Often utilized for its antioxidant effects, vitamin C has been studied for its potential role in Alzheimer’s disease and cancer. Lower vitamin C levels are present in people with Alzheimer’s, even with adequate dietary intake.[5] It is thought that oxidative stress plays a major role in the pathogenesis of the disease, so vitamin C’s antioxidative effects could be beneficial.[6][7] In rodent studies, oral vitamin C was able to reduce oxidative and inflammatory biomarkers.[8] In recent cancer research, vitamin C was found to promote oxidative stress in cancer cells, leading to cytotoxic effects at high doses in mice.[9] While promising, further research and human studies are required to determine efficacy.

What are vitamin C’s main drawbacks?

In general, vitamin C supplementation at recommended doses seems to be safe. However, higher doses (3,000–10,000 mg) may cause diarrhea.[2] One meta-analysis noted an increased risk of dental erosion with chewable vitamin C tablets.[10] A rare but noteworthy possibility of nephrotoxicity after high dose administration has also been observed,[11][12] but this is unlikely to occur with typical oral supplementation.

How does vitamin C work?

Vitamin C acts as a cofactor for various enzymes, notably enzymes involved in collagen synthesis, and as an antioxidant.[13] It is an essential vitamin that humans cannot synthesize, so it must be acquired through dietary intake. Deficiencies in this vitamin results in scurvy, a condition caused by a lack of vitamin C.[13]
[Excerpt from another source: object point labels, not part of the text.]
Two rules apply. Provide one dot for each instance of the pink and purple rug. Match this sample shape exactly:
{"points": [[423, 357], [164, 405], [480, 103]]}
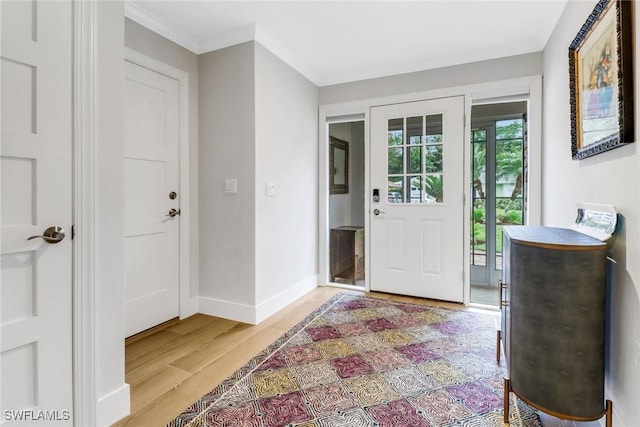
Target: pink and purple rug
{"points": [[360, 361]]}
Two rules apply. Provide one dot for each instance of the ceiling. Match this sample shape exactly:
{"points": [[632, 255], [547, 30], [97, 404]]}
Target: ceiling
{"points": [[340, 41]]}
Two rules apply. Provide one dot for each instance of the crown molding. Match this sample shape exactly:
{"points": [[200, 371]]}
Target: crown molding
{"points": [[135, 13]]}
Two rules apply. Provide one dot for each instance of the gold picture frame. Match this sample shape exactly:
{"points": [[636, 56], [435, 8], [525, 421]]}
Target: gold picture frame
{"points": [[601, 81]]}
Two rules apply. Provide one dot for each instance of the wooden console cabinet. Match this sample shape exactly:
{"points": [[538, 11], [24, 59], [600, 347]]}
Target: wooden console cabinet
{"points": [[346, 254], [553, 321]]}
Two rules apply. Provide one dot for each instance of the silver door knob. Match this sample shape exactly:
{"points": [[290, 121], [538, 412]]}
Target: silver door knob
{"points": [[51, 235]]}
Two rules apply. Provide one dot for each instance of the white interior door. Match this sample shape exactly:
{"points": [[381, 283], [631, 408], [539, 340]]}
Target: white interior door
{"points": [[35, 163], [417, 169], [151, 192]]}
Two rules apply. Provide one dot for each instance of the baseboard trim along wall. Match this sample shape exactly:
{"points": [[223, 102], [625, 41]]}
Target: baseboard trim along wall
{"points": [[256, 314], [227, 309], [286, 297], [113, 406]]}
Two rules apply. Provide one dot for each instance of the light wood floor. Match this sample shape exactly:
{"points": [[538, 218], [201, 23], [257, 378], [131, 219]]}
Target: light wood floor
{"points": [[170, 369]]}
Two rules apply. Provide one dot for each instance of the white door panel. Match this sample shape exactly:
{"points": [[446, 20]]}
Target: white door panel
{"points": [[417, 167], [35, 165], [150, 173]]}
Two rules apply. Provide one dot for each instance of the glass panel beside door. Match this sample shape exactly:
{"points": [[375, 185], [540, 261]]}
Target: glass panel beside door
{"points": [[498, 154]]}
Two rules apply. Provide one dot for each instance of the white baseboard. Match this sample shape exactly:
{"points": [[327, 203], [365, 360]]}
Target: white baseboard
{"points": [[227, 310], [256, 314], [286, 297], [188, 307], [113, 406]]}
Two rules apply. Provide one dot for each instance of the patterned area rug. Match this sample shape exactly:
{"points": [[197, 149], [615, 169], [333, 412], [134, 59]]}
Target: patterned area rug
{"points": [[360, 361]]}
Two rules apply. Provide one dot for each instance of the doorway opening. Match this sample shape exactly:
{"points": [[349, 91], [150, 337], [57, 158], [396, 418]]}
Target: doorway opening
{"points": [[347, 203], [499, 189]]}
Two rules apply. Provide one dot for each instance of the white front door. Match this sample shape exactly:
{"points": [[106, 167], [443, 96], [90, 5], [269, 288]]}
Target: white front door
{"points": [[151, 240], [36, 194], [417, 169]]}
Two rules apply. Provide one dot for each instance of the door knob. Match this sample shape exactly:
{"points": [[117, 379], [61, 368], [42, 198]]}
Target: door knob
{"points": [[51, 235]]}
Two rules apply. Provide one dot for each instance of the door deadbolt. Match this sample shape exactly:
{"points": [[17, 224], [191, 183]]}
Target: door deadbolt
{"points": [[51, 235]]}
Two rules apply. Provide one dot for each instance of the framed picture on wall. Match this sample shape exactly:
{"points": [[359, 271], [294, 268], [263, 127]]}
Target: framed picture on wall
{"points": [[601, 81]]}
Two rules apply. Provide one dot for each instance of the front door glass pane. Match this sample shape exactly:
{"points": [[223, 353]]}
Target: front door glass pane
{"points": [[415, 171]]}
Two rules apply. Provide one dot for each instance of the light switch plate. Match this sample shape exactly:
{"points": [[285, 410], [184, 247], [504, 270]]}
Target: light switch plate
{"points": [[270, 189], [230, 185]]}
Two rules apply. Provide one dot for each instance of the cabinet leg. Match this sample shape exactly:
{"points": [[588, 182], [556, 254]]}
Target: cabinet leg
{"points": [[609, 414], [507, 389]]}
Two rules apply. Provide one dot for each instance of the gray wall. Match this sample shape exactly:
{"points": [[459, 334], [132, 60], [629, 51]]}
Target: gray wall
{"points": [[227, 151], [611, 178], [147, 42], [458, 75], [287, 155]]}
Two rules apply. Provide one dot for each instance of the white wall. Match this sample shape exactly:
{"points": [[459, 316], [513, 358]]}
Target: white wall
{"points": [[111, 391], [286, 148], [227, 151], [458, 75], [611, 178], [151, 44]]}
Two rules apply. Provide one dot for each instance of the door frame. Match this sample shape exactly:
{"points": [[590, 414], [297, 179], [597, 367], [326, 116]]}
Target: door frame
{"points": [[86, 58], [488, 92], [188, 305]]}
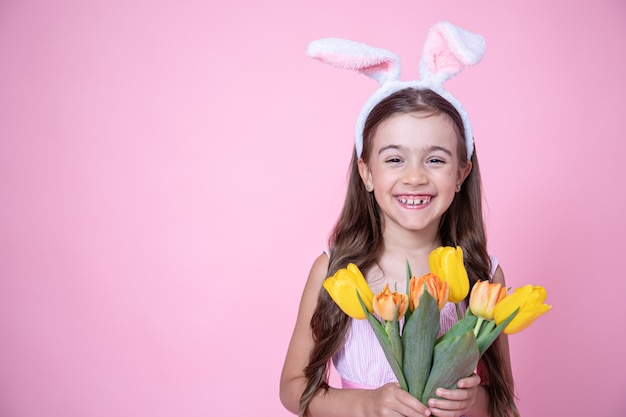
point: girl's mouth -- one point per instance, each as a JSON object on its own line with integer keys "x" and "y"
{"x": 415, "y": 200}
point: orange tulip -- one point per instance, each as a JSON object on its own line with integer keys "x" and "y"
{"x": 434, "y": 285}
{"x": 484, "y": 297}
{"x": 386, "y": 303}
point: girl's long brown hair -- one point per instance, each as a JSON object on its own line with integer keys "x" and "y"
{"x": 357, "y": 238}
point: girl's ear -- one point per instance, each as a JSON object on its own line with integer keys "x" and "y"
{"x": 366, "y": 175}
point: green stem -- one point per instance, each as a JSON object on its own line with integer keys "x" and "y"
{"x": 479, "y": 323}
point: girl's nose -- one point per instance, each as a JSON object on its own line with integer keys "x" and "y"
{"x": 415, "y": 175}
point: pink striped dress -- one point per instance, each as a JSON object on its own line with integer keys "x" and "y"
{"x": 361, "y": 362}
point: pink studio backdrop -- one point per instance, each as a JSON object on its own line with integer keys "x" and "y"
{"x": 170, "y": 169}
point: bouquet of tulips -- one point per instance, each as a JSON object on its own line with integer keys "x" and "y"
{"x": 420, "y": 360}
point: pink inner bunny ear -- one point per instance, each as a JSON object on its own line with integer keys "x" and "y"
{"x": 448, "y": 49}
{"x": 376, "y": 63}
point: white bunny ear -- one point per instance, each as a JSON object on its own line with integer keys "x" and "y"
{"x": 447, "y": 50}
{"x": 379, "y": 64}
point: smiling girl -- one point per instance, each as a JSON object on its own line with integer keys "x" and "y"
{"x": 414, "y": 185}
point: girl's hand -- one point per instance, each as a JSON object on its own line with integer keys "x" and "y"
{"x": 392, "y": 401}
{"x": 456, "y": 402}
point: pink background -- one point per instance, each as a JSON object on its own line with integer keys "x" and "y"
{"x": 170, "y": 169}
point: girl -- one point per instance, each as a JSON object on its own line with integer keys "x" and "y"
{"x": 414, "y": 185}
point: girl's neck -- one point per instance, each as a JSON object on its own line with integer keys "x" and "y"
{"x": 411, "y": 242}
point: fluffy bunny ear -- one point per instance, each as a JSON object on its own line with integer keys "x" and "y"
{"x": 379, "y": 64}
{"x": 447, "y": 50}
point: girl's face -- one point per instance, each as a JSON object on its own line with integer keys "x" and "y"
{"x": 414, "y": 170}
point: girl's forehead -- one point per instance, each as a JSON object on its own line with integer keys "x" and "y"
{"x": 416, "y": 128}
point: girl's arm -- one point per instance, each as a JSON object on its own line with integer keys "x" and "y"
{"x": 334, "y": 402}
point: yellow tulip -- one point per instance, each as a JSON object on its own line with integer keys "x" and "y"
{"x": 447, "y": 263}
{"x": 484, "y": 298}
{"x": 386, "y": 303}
{"x": 434, "y": 285}
{"x": 342, "y": 288}
{"x": 529, "y": 299}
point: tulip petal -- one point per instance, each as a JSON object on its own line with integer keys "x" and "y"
{"x": 385, "y": 344}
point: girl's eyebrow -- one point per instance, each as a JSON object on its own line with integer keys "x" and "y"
{"x": 393, "y": 147}
{"x": 427, "y": 149}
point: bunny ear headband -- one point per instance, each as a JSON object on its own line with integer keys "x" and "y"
{"x": 447, "y": 50}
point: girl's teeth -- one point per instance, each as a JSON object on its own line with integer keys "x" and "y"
{"x": 415, "y": 201}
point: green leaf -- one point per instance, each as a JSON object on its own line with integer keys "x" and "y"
{"x": 460, "y": 327}
{"x": 409, "y": 275}
{"x": 485, "y": 339}
{"x": 385, "y": 343}
{"x": 418, "y": 339}
{"x": 454, "y": 358}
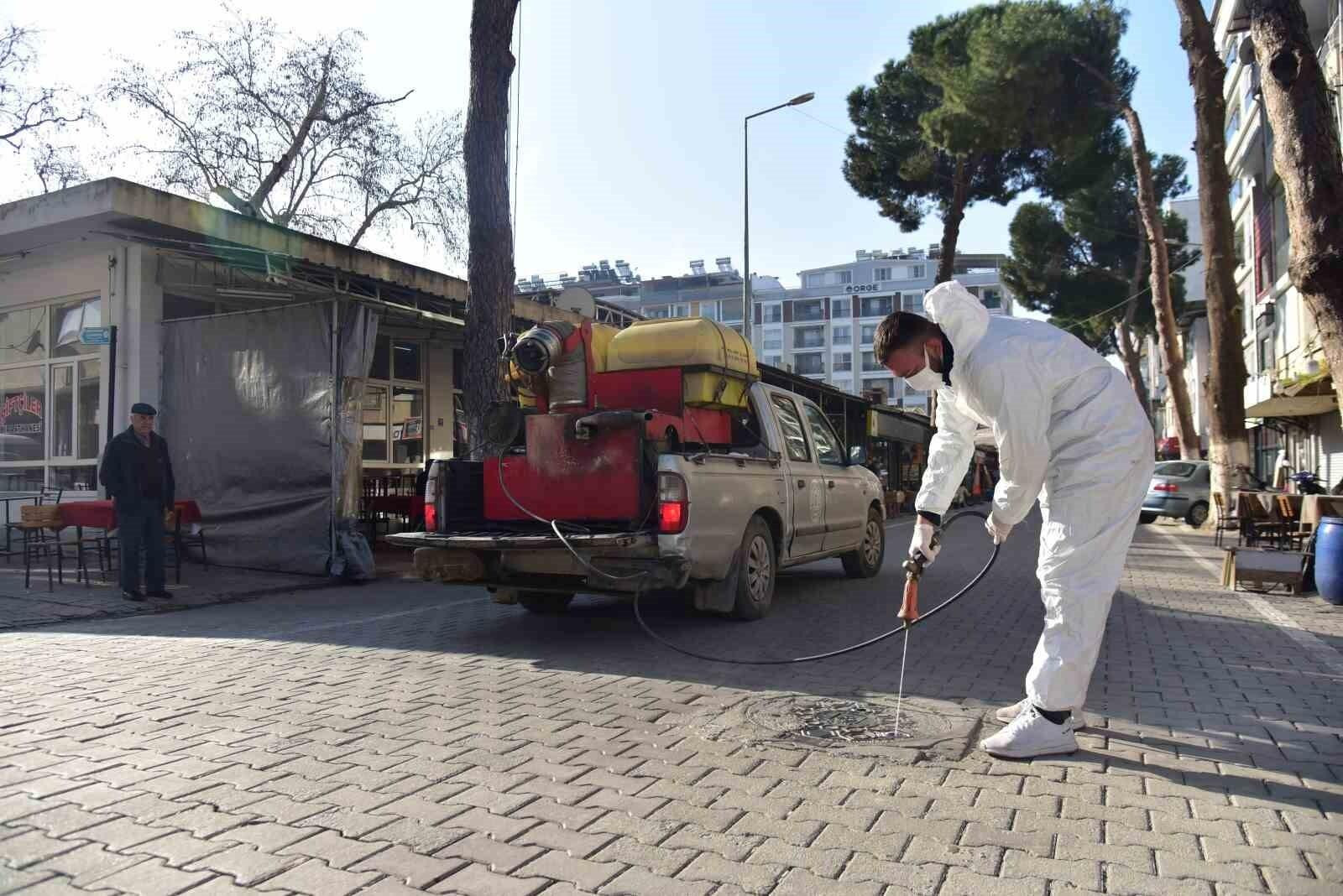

What are other names for Vitamin C?
Note that Vitamin C is also known as:
  • Ascorbic Acid
  • Ascorbate
  • L-ascorbic acid
Vitamin C should not be confused with:
Dosage information

According to the WHO, most adults need only 45 mg of vitamin C per day, but more recent research has shown this number to be too low. The minimum has been set at 75 mg for women and 90 mg for men in the U.S., and 95 mg for women and 110 mg for men in the E.U.

Moreover, a 2022 study using 110 mg as its starting number recommended adding 10 mg per 10 kg (22 lb) above 60 kg (132 lb) of body weight.[1]

Any of these numbers are easily attained through the diet, so supplementation of such low doses is usually unnecessary. Higher doses of vitamin C, up to 2,000 mg, are used to support the immune system (for athletes) or reduce the duration of the common cold.

Most studies on vitamin C prescribe one dose per day. The claim that taking 2,000 mg up to five times a day to optimally reduce cold symptoms is not sufficiently tested and requires more evidence.